In an earlier iteration of this scenario I had a military coup rather than this gradual political ascension via persuasion. But then I decided that a superintelligence capable of controlling the robots well enough to disempower the human military would probably also be powerful enough to do something less heavy-handed like what’s in the scenario.
I agree that if you have a secret loyalty in wildly superhuman AIs, many things are possible and the success at CEO-takeover seems extremely likely.
The CEO is probably well-positioned to take credit for a lot of the benefits Agent-5 seems to bring to the world (some of these benefits are genuine, some illusory).
I think this is a very different story. If the claim is that even without secret loyalty the CEO would have a 10% chance of taking over, then the secret loyalty part doesn't seem that important and is distracting imo. A 10% of no-secret-loyalty CEO takeover is a big enough deal on its own?
I think this seems more dicey for the AI if it's not vastly superhuman at politics. There are forces pushing for many different people to be in power quite hard, so I think it takes somewhat forceful actions to move probabilities by a Bayes factor above 10, which makes me skeptical that something like the subtle actions in the essay would have the intended effect.
I would guess the AI's subtle policy actions would not be much more coordinated and high impact position than what TikTok could have done a few years ago, and I don't think TikTok was ever in a position where it could have put a much more pro-CCP candidate in power if it wanted to (if the pro-CCP candidate started from a similar position of strength as the CEO) - my guess is that it's hard to massively shift the balance of power without it being obvious to the people losing that something nefarious is going on.

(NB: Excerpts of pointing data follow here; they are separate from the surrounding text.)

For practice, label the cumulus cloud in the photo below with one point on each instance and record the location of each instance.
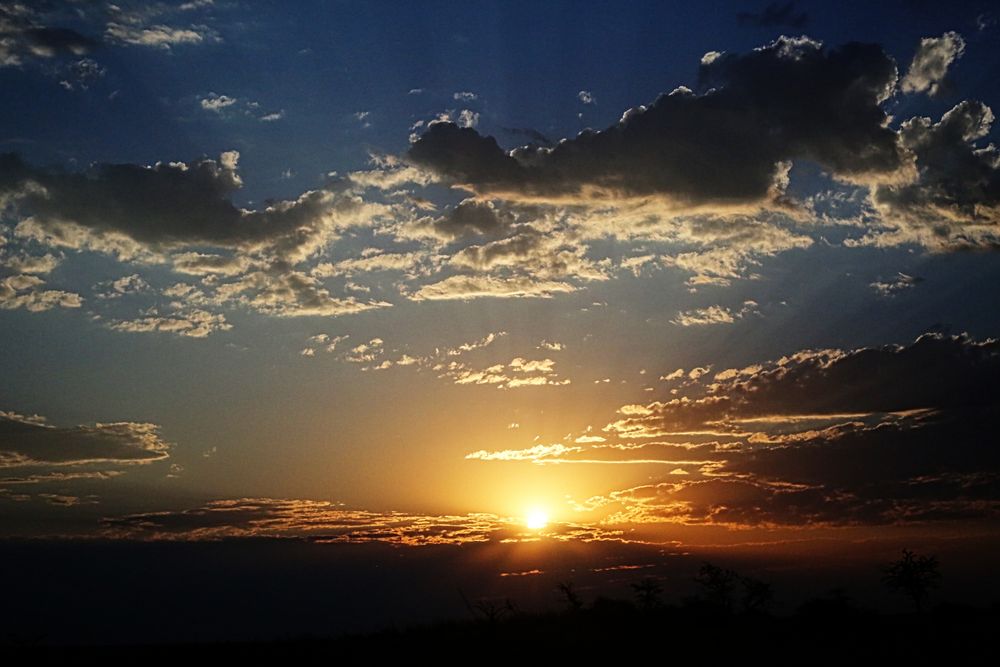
(955, 200)
(900, 283)
(217, 103)
(162, 206)
(30, 441)
(792, 99)
(929, 68)
(890, 434)
(158, 35)
(26, 291)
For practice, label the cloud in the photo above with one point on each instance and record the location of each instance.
(191, 323)
(217, 103)
(954, 203)
(473, 287)
(472, 217)
(929, 68)
(24, 36)
(30, 441)
(324, 521)
(901, 282)
(536, 454)
(158, 35)
(520, 372)
(714, 315)
(791, 99)
(775, 14)
(891, 434)
(166, 205)
(25, 291)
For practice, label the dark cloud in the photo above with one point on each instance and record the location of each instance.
(894, 434)
(775, 14)
(29, 441)
(473, 217)
(23, 37)
(929, 68)
(954, 201)
(164, 205)
(534, 135)
(791, 99)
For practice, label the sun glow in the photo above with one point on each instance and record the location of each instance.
(537, 519)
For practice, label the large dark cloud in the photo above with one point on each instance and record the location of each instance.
(472, 217)
(894, 434)
(28, 441)
(167, 203)
(791, 99)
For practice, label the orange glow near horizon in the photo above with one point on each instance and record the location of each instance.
(536, 519)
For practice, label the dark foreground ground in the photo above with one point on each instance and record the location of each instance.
(822, 632)
(810, 603)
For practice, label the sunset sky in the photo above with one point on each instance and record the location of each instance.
(664, 273)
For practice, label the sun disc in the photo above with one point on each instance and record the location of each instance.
(537, 519)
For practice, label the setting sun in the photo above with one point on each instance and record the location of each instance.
(537, 519)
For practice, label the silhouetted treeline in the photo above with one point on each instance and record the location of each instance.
(731, 616)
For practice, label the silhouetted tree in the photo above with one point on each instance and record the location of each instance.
(647, 593)
(757, 595)
(718, 585)
(914, 576)
(569, 595)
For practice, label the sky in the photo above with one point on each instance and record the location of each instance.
(410, 273)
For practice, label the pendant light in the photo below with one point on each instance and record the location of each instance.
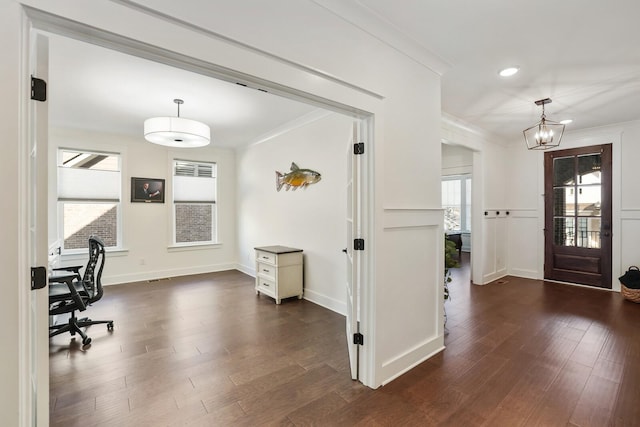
(176, 131)
(545, 134)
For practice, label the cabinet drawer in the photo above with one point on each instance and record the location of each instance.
(266, 286)
(267, 270)
(266, 257)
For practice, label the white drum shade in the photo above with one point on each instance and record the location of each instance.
(176, 132)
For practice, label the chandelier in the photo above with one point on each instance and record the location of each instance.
(545, 134)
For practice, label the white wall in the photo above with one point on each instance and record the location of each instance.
(147, 227)
(312, 219)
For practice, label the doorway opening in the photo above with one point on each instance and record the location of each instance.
(457, 198)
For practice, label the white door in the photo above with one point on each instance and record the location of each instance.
(37, 330)
(354, 210)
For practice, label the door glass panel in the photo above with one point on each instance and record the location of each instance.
(588, 235)
(564, 201)
(564, 231)
(563, 171)
(589, 169)
(589, 200)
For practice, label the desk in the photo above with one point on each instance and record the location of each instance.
(457, 239)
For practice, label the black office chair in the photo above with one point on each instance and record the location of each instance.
(69, 291)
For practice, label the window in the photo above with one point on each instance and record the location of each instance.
(456, 201)
(88, 198)
(194, 202)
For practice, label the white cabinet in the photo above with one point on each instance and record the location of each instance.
(279, 272)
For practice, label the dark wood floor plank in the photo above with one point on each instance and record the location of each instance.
(204, 350)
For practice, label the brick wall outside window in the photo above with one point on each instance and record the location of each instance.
(82, 220)
(194, 222)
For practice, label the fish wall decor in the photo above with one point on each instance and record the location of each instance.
(296, 178)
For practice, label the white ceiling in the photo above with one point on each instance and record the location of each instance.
(583, 54)
(99, 89)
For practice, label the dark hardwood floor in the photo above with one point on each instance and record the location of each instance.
(205, 350)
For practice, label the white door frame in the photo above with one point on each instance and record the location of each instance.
(43, 21)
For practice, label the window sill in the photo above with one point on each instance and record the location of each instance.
(194, 247)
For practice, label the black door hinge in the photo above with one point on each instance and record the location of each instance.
(38, 278)
(38, 89)
(358, 338)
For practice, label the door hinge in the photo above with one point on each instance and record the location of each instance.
(38, 89)
(38, 278)
(358, 338)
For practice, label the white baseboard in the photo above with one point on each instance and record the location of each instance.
(527, 274)
(163, 274)
(332, 304)
(408, 360)
(494, 276)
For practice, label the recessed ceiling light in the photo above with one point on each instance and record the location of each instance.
(509, 71)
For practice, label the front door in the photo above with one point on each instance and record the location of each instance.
(578, 215)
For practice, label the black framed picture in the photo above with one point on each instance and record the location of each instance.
(147, 190)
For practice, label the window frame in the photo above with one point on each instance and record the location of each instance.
(214, 205)
(60, 203)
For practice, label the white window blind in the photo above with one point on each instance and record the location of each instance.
(88, 184)
(194, 182)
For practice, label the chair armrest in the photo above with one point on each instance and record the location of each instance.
(73, 292)
(73, 268)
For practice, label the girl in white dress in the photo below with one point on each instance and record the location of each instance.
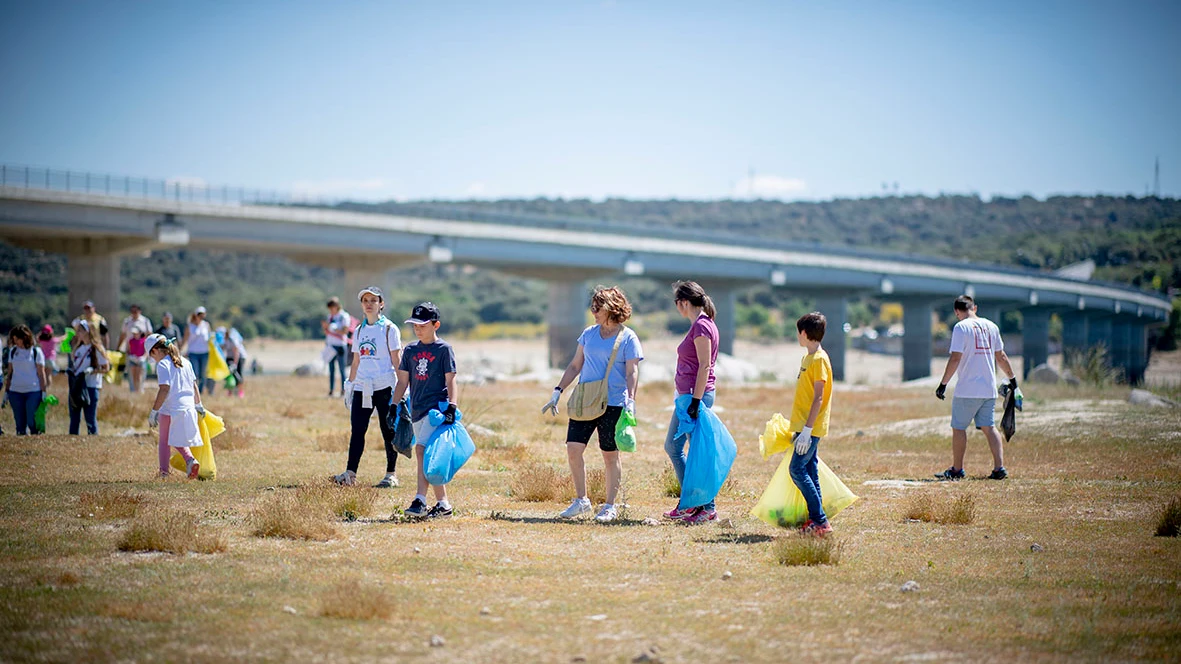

My guess is that the AI could try to have a massive cover-up operation to discredit people who criticize the somewhat obvious media manipulation - but then the thing the AI strategy is more like "somewhat blatantly do bad things and then do a giant cover-up" rather than "take actions so subtle nobody would ever figure it out even if they had access to all the logs".
My bad! Will edit.
When I read AI2027 the "November 2027: Superhuman Politicking" felt much less extreme than "you can make someone that had <0.01 chance of winning be the clear favorite". I guess AI2027 didn't want to make a very strong statement about what is possible with wildly superhuman skills and so they used a relatively mild example (make the race continue despite Xi being willing to make large sacrifices - which seem to me >0.1 even without AI manipulations).
I am still unsure how much can be done with Agent-5. I know some people who don't buy you will get "magical" political abilities during the first few years of the intelligence explosion (for a combination of not believing in very fast takeoff taking you to extremely advanced political skills, and not believing extremely advanced political skills would be that useful) but I am not very sympathetic to their views and I agree that if you get wildly superhuman political skills, the sort of manipulation you describe seems >0.5 likely to succeed.
This feels slightly incorrect to me. I think that one of the main ways in which your results are surprising is that saying "this is deployment" and "this is training" generates internal activations related to training and deployment despite the fact that the model does not believe you.
I think it would have been plausible that "this is deployment" generates activations that are entirely about "the user says it's deployment even when it's not" and completely orthogonal to "this is actually deployment" - so I don't think you should in general expect activation steering to be free of other concepts being mixed in.
I agree the risk of "harmfulness leakage" is lower than with SAE, so I agree with the conclusion that an AI auditor trying any white-box steering should definitely try contrastive-pair activation steering.